Another warehouse and another world of memories. Here the effect is deep because the memories are from Kashmir. These little rooms and the storage space of this warehouse carried the telling works of students from the Institute of Music and Fine Art at the University of Kashmir.  The first to greet us is Saba Altaf’s phiran-installation. ‘In April 2006, Saba’s life changed forever. Filled with memories of having lost her mother to a stray bullet at the age of 11, she has been searching for her ‘home’.  She feels the day she lost her mother, she lost her home;’ the note on her informed me.  

Saba has converted her mother’s phiran into a home that floats above the ground, like a cloud above the land. The beige phiran is hung, shaped like a house, suspended in action. Another ash-colouredphiran, this too shaped like a house, complete with windows and doors, hangs nearby…I felt this loss was hanging over her like Sylvia Plath’s bell jar.

The metaphor of the phiran for her home was all the more powerful as it came at a time when there was a ban on wearing phirans in government offices in Kashmir, though it was revoked. This installation shows how deeply the phiran is embedded in the psyche of a Kashmiri.

Another student, Zaid Bhat, also uses the image of the house as a trove of memories.

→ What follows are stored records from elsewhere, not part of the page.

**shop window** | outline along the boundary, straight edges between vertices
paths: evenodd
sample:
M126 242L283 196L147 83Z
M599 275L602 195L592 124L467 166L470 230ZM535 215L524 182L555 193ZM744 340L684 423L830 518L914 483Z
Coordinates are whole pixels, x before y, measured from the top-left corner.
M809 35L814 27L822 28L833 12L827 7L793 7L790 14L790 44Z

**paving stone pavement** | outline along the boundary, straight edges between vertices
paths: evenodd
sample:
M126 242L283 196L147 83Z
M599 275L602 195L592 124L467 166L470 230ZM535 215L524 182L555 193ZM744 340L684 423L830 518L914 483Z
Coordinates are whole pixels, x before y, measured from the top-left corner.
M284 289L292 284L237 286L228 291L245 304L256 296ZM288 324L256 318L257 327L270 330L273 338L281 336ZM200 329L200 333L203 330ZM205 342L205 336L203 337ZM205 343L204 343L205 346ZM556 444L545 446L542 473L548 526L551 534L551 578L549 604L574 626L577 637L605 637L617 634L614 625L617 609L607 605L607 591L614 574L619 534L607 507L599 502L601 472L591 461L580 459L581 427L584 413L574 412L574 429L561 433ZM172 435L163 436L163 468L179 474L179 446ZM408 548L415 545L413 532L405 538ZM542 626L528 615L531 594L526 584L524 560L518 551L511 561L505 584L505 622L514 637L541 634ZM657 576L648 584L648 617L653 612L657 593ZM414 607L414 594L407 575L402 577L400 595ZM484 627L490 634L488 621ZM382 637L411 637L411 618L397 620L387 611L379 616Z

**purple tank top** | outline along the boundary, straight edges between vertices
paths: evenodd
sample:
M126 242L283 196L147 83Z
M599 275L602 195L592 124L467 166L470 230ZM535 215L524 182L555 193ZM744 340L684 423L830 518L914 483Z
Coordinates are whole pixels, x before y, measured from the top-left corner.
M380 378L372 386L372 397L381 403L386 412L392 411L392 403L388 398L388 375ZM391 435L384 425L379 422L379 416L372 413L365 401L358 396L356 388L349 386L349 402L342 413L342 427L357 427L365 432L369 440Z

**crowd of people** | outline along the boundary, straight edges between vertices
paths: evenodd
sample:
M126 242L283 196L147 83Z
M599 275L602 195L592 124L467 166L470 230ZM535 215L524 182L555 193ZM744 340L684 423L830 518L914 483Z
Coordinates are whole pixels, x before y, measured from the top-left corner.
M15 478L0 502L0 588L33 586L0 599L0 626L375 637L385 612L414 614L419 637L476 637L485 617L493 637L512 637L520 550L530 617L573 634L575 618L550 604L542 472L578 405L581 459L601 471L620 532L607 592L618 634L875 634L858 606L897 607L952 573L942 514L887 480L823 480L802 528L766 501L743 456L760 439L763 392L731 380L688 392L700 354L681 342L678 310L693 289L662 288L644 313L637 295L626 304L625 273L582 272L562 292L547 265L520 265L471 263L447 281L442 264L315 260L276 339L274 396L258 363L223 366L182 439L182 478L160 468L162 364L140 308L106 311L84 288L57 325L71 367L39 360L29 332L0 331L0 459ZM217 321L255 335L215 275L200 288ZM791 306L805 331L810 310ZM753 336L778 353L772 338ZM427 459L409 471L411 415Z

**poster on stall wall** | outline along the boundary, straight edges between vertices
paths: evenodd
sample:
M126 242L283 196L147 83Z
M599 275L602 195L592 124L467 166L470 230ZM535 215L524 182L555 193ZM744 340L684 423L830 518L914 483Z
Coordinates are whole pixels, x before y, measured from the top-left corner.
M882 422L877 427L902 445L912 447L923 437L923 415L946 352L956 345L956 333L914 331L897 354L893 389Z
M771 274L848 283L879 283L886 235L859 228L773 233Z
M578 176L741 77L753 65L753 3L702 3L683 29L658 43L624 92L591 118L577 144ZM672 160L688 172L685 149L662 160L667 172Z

Zaid juxtaposes a photograph of his house and blueprints of the building on a photograph of his torso. It is a wonderful composition of the house, the skeleton of it, its memories merged into the person, his body and being. Another young artist Tabeena Wani’s idea of home has been woven out of  X-rays. She has embroidered on these X-rays, some of which are of her own body.

Home is a predominant theme in all these artworks. It is the uncertainty of life, the lack of security in life and the loss of anchor that Kashmiris face which are reflected in this missing of home, in this mixing of nostalgia and loss. Next I entered Anis Wani’s interesting video installation. A ‘bang-on’ statement from a young Kashmiri fed up with the common perceptions about his home. But the video was not on loop. I found a volunteer outside and requested him to turn it on. He switched it on, saying, “Not many people come here. So if anybody comes in, and wants to watch it, we turn it on.”   

The video turned out to be a brilliant take on the two extremely opposite depictions of Kashmir in mainstream media and hence by the people of India. Titled Jannat e Benazeer, in the video we see the exotic jannat of travel magazines and channels and the constant violence and the stone-pelting which the news media focuses on.

The note reminds us: ‘Anis calls into question both these extremes…What role does media really play? Does it sensitise us to what is happening around us, or is it making us immune to everything through a constant barrage of images?’Given Indian media’s complex relationship with the state, this is a valid question from a young Kashmiri. We have become immune to the violence, protests, resistance, killings playing on loop, in reality, in Kashmir.

And then there is the other side that beams to the world through travel documentaries and features—the gorgeous Kashmir of chinar trees and tulip gardens, of the shikaras and houseboats on the Dal Lake, of the meadows in Pahalgam, of the snow-capped mountains of Gulmarg…..And all through the video, while these two extremes play out, runs a slow rendition of Taarif karun kya uski jisne tumhe banaya from Kashmir ki Kali. And the video tells us indirectly that in between these two extremes, the real life of the real Kashmiri is lost and left out.